US paranoia over the Caliphate

“The word getting the workout from the nation’s top guns these days is ‘caliphate’ – the term for the seventh-century Islamic empire that spanned the Middle East, spread to Southwest Asia, North Africa and Spain, then ended with the Mongol sack of Baghdad in 1258. Specialists on Islam say the word is a mysterious and ominous one for many Americans, and that the administration knows it….

“So now, Mr. Cheney and others warn, Al Qaeda’s ultimate goal is the re-establishment of the caliphate, with calamitous consequences for the United States. As Mr. Cheney put it in Lake Elmo, referring to Osama bin Laden and his followers: ‘They talk about wanting to re-establish what you could refer to as the seventh-century caliphate’ to be ‘governed by Sharia law, the most rigid interpretation of the Koran’. Or as Mr. Rumsfeld put it on Monday: ‘Iraq would serve as the base of a new Islamic caliphate to extend throughout the Middle East, and which would threaten legitimate governments in Europe, Africa and Asia.’ General Abizaid was dire, too. ‘They will try to re-establish a caliphate throughout the entire Muslim world,’ he told the House Armed Services Committee in September, adding that the caliphate’s goals would include the destruction of Israel….

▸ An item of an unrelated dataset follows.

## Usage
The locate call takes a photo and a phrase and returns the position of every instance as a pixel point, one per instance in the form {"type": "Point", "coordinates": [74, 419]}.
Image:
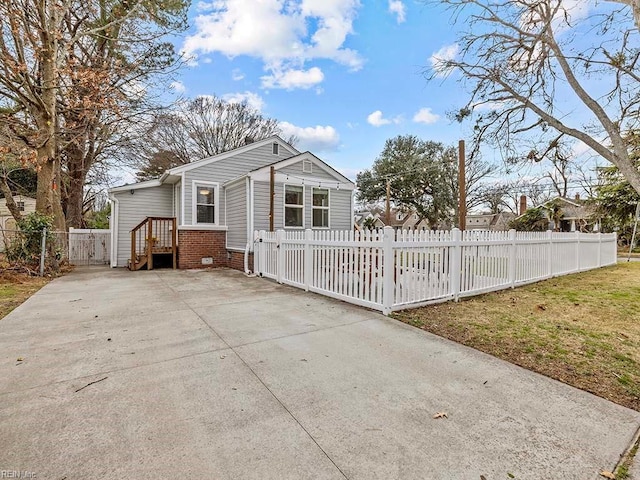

“A number of scholars and former government officials take strong issue with the administration’s warning about a new caliphate, and compare it to the fear of communism spread during the Cold War. They say that although Al Qaeda’s statements do indeed describe a caliphate as a goal, the administration is exaggerating the magnitude of the threat as it seeks to gain support for its policies in Iraq. In the view of John L. Esposito, an Islamic studies professor at Georgetown University, there is a difference between the ability of small bands of terrorists to commit attacks across the world and achieving global conquest.”